Cuando L'Humanité ganó en Cannes 1999 el gran premio del jurado y
al mejor actor y actriz, estalló un escándalo que dividió aguas, tanto
entre críticos como en el público. Bruno Dumont había hecho un cine
personalísimo, sin atender los códigos del cine comercial. Con actores
no profesionales, que cumplen una performance por demás original y
sorprendente, un guión en el que la historia no es lo más importante, su
película seca, neta, austera, se inscribe en la mejor tradición del cine
clásico europeo. Imaginamos que también aquí suscitará controversias.
Aunque la historia es lo de menos, existe, y vestida de policial: una
chica de once años ha sido violada y asesinada en las afueras de un
pueblo, y los policías buscan al asesino. Alrededor de esta
investigación giran los personajes, y a ellos está dedicado el film.
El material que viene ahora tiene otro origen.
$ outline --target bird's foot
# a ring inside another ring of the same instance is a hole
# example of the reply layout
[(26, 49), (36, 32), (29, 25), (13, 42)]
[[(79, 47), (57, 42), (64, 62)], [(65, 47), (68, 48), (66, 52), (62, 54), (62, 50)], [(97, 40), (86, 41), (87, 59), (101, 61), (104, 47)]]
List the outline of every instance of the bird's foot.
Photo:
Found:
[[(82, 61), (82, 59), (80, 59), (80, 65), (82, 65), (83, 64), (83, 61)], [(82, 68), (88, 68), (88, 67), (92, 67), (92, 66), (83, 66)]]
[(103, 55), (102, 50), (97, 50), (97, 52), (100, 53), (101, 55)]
Pharaon de Winter es el desmesurado nombre del protagonista, el detective
menos convencional que se haya visto en la historia del cine. Su nombre es
un oxímoron, pues Pharaon es un simple, incapaz de aportar una idea a la
investigación, y camina con paso cansino y actitud infantil por toda la
película, arrastrando consigo una fuerte empatía emocional con
absolutamente todo lo que lo rodea. Solitario, su característica más
notoria es el silencio, y su vida, muy sencilla: además de cumplir las
órdenes de su comisario, pasa gran parte del tiempo en la vereda de su
casa en compañía de una vecina, Dominó, casi sin hablarse. Mira el
cielo, saluda a los vecinos, pasea en bicicleta, sale con Dominó y su
novio a comer, o a un día de playa.
Pharaon está atravesado por la perplejidad. Suponemos que el
protagonista ha caído en este estado de tristeza y espanto después de la
pérdida de su mujer y su hija, en circunstancias nunca aclaradas. La
expresión del actor Emmanuel Schotté nunca cambia, o acusa mínimos
cambios de intensidad, y nos preguntamos cómo será este hombre en su
vida real: ¿actúa o es así?
En la banda sonora, austera pero expresiva, como en el cine de Bresson,
cada sonido tiene su peso: la respiración del protagonista, indicadora
del grado de su agitación interior, su grito desesperado opacado por el
sonido del tren, el ruido al masticar... hasta el sonido de un pelapapas
está cargado de expresividad.
El film avanza rítmicamente, presentando la vida de sus personajes al
detalle, y, de manera alternada, un episodio de la investigación, que
parece empantanada (el comisario no parece mucho más eficaz que Pharaon).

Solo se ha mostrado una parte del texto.